The strategy used in this election was one of dividing the country. You had large groups who thought the purpose of the election was to thank Obama for what he had done for them in the past. Their vote was kind of a thank you gift. Then you had those who said it's not about the past, it's about the future. And Obama doesn't have enough of a past record of success to put our future into his hands. Some were voting backward and some were voting forward.
As Americans, we're a funny lot when it comes to picking presidents. We like glamour stars like Kennedy or movie stars like Reagan or rising stars like Clinton. But we don't like old guys or rich guys, at least not for very long. On the one hand we want someone whom we believe can relate to us because he's like us, but on the other hand we want the novelty president, one we've never had before.
No reasonable person can look at this election and say that there is an overwhelming reaffirmation on what Obama has stood for or done. Nor can it be concluded that the fiscal or social conflicts dividing Americans are either defeated or should be over. Don't count on either of those being the case because, as Americans, we don't like either defeat or surrender on things that matter most to us.

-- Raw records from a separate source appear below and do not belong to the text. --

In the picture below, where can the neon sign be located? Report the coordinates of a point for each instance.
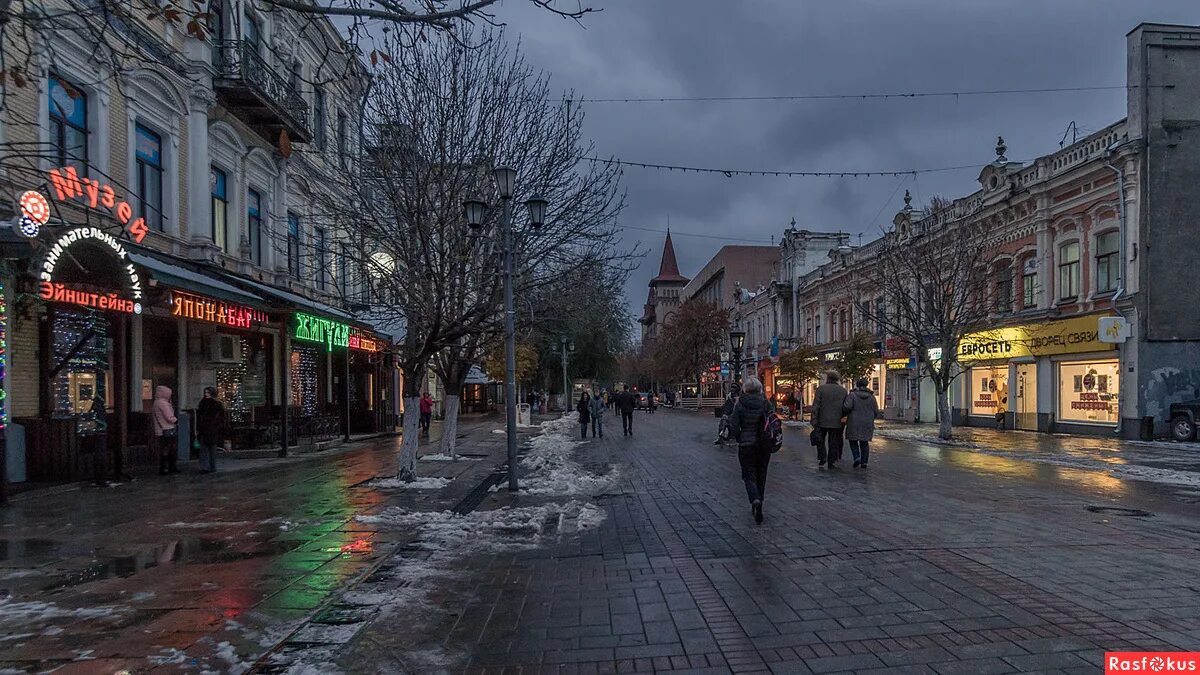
(364, 342)
(67, 185)
(54, 291)
(198, 308)
(317, 329)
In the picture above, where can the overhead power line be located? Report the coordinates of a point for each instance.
(868, 95)
(731, 173)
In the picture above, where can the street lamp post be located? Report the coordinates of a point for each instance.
(737, 342)
(568, 345)
(505, 181)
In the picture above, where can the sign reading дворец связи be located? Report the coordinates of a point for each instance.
(1067, 336)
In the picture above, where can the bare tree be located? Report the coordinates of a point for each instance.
(691, 340)
(438, 119)
(933, 290)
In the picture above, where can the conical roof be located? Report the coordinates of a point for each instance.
(669, 269)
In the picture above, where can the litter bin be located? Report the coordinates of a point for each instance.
(1146, 431)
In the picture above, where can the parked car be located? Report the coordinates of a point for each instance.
(1183, 419)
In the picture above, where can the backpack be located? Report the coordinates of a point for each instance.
(771, 436)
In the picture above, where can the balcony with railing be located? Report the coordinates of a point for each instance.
(253, 91)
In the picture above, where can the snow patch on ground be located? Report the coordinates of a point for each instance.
(443, 457)
(419, 483)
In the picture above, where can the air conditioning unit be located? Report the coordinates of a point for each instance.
(225, 348)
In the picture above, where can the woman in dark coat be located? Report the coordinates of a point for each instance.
(585, 410)
(210, 419)
(745, 425)
(861, 408)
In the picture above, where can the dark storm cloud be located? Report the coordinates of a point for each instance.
(769, 47)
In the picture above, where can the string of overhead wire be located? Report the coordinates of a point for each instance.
(869, 95)
(732, 172)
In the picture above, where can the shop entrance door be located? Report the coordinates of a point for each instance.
(1027, 396)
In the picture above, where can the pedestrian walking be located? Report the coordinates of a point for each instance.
(585, 408)
(165, 430)
(598, 407)
(827, 419)
(625, 404)
(861, 408)
(426, 413)
(745, 426)
(210, 424)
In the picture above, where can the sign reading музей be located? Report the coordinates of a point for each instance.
(1074, 335)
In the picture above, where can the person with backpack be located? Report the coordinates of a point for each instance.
(861, 408)
(748, 425)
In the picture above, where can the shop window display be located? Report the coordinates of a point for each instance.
(81, 340)
(989, 390)
(1089, 392)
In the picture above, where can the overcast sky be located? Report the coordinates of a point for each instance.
(641, 48)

Perhaps the path to a better-run national government is for the federal government to quit trying to do so much with so little for so many. The more the federal government tries to do, the more disagreement and division there will be. We should return to the core functions that the national government, and only the national government, should do: defense, foreign affairs, international trade, monetary policy, and other responsibilities contained in the U.S. Constitution. Let the states be the laboratories of American democracy, ingenuity, and social problem-solving, with solutions coming from the American people at home, not in Washington.
The answers aren't there -- they're here.